Roberta smiled bitterly. “What more can you do to us?” she asked.

Cindy drove the E skillfully through an S curve. “Betsy looked through the inventory of Number One’s estate. There was an item, three million dollars, listed as ‘recovery of trust fund.’ Do you know what that was, Roberta?”

“I have no idea.”

“Betsy’s lawyers found out. Before he died, Number One told Betsy he’d put a lot of money in a trust fund for you, which would be yours when you met certain conditions. When he died, you hadn’t had time to meet the conditions of the trust, and the money was returned to his estate. You remember this?”

Roberta’s jaw twitched, and she said nothing.

“You were to receive three million dollars when you divorced Loren—so he could remarry and produce a Hardeman heir. You were to find him a girl and facilitate his giving you grounds for divorce.

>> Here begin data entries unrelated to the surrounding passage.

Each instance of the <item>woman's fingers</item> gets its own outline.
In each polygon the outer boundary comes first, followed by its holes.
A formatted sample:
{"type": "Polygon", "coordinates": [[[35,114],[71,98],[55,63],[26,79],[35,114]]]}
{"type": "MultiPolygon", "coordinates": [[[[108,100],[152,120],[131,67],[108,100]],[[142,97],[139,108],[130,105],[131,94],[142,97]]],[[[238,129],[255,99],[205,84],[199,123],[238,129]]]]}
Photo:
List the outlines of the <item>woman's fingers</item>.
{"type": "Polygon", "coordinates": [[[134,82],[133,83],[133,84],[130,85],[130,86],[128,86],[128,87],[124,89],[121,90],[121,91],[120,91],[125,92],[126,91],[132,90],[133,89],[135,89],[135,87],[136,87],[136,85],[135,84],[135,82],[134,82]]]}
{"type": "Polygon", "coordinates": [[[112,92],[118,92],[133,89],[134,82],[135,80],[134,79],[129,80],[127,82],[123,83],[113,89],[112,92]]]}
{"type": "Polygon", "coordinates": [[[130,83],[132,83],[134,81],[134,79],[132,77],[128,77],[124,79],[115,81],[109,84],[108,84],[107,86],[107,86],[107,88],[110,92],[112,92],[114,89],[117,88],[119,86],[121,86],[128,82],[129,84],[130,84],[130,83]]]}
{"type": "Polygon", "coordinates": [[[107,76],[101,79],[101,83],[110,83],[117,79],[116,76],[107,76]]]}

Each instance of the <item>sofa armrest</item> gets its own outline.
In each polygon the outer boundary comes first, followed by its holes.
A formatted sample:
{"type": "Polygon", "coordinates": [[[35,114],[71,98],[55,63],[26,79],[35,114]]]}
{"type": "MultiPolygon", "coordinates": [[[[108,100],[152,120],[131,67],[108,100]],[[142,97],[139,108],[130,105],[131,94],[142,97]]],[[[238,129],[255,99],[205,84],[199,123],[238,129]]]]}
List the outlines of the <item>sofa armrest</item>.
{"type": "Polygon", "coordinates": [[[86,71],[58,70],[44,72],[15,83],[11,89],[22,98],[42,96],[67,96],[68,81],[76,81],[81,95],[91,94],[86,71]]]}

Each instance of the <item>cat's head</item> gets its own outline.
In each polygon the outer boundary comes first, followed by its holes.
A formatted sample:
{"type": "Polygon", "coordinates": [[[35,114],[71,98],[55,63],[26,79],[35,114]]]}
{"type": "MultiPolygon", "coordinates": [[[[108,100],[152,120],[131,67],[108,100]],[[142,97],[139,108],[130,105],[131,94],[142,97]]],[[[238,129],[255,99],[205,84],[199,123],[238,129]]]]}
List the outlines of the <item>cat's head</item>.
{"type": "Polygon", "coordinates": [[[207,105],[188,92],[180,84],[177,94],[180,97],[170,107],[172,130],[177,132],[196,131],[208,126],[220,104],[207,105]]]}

Does this refresh your memory?”

“You couldn’t prove it.”

“Why not? The trust indenture was in the estate file.”

“If Loren found out—”

“He’s not going to find out, Roberta,” said Cindy. “He’s going for a ride with Angelo and Betsy so they can talk privately, the same way you and I are talking. They’re going to cover a lot of ground. The proposition Number One offered you to end your marriage with Loren—which you accepted—will not be mentioned.”

“Why not?” Roberta asked in a small voice.

“Because we have a job for you. Keep him happy. Keep his thoughts off destructive conspiracies. If he tries to pull any more tricks, the trust indenture will be only
one
of the secrets that will be disclosed. You have your ways of handling him. We know you can do it.”

Roberta nodded. “I can do it. Don’t humiliate Loren any more.”

“We haven’t humiliated him. He’s still a director. His daughter’s a vice president. The Hardeman name is still on the company.”

While Cindy ran the car through a deep turn, Roberta stared ahead and stayed silent. Then she drew a deep breath. “Who fucked us?” she asked flatly.

“You fucked yourselves, Roberta. You fucked
yourselves.”

5

The directors arrived at the track. They ate lunches and waited for a car to come in so that each of them could drive one.

“C’mon,” said Betsy to Angelo. “I threw my weight around and got a car. My father’s waiting in it.”

Loren was in the backseat of a bright red E, slumped and dour. Betsy drove, looking grim and aggressive. Angelo sat in the passenger seat, expressionless, ready for whatever was about to come.

“You owe me one, Father dear,” said Betsy.